Le plan de mon copain était, a priori, des plus simples. J’étranglais son épouse. Il tuait la mienne en maquillant le meurtre en accident. Rien ne nous reliait à la personne que nous assassinions. Aucun mobile ne pouvait nous être attribué. Mon crime serait mis sur le dos du tueur en séries. Et à moi l’argent de l’assurance vie. Quand je lui demandais pourquoi il n’étranglait pas aussi ma femme, il m’expliqua qu’un meurtrier n’avait pas le don d’ubiquité. Nous devions commettre ces deux crimes en même temps et à une très grande distance l’un de l’autre. De cette manière, l’heure attribuée à la mort des victimes prouverait de manière absolue que nous, les maris, ne pouvions en aucune façon nous trouver sur les lieux.

En faisant subir à Jeanne-Marie le même suplice, la police, à la vue des deux corps, se douterait qu’un petit malin avait voulu les tromper en imitant le tueur.

Nous devions dénicher un endroit discret, mais suffisamment fréquenté pour déposer le cadavre de sa femme. Discret, pour ne pas être repéré tout de suite et, suffisamment fréquentés pour que le cadavre soit découvert.
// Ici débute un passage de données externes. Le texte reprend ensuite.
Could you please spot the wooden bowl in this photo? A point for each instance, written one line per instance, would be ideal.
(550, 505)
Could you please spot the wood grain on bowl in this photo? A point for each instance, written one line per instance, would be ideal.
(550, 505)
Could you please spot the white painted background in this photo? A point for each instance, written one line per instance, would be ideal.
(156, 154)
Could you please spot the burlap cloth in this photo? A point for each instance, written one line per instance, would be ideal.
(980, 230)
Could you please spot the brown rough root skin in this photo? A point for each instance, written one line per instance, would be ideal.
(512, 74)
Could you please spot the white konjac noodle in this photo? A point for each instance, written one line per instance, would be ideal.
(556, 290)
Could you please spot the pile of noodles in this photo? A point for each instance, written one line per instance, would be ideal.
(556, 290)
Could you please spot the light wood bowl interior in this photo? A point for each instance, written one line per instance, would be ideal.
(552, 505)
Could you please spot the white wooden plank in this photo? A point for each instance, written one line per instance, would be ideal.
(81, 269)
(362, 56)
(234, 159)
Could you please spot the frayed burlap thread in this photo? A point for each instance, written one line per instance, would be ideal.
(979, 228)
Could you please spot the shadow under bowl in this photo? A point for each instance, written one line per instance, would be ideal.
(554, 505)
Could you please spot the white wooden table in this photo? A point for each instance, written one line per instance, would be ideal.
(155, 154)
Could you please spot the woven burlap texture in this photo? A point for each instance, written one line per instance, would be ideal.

Sinon, il ne pourrait jamais toucher l’assurance vie.

Pour Marie, un accident m’assurait une paix royale.

Le lendemain nous échangions les photos de nos épouses, nos adresses, des doubles de clés et toutes les indications possibles sur les habitudes de chacune.

Je me rendis chez mon docteur auquel je soutirais un arrêt de travail de quatre jours et commençais immédiatement ma surveillance.

La femme de Philippe était une petite brune potelée et souriante. Mais je ne risquais pas de me faire avoir, Jeanne-Marie, elle aussi, savait parfaitement cacher son caractère de chien en présence d’étrangers.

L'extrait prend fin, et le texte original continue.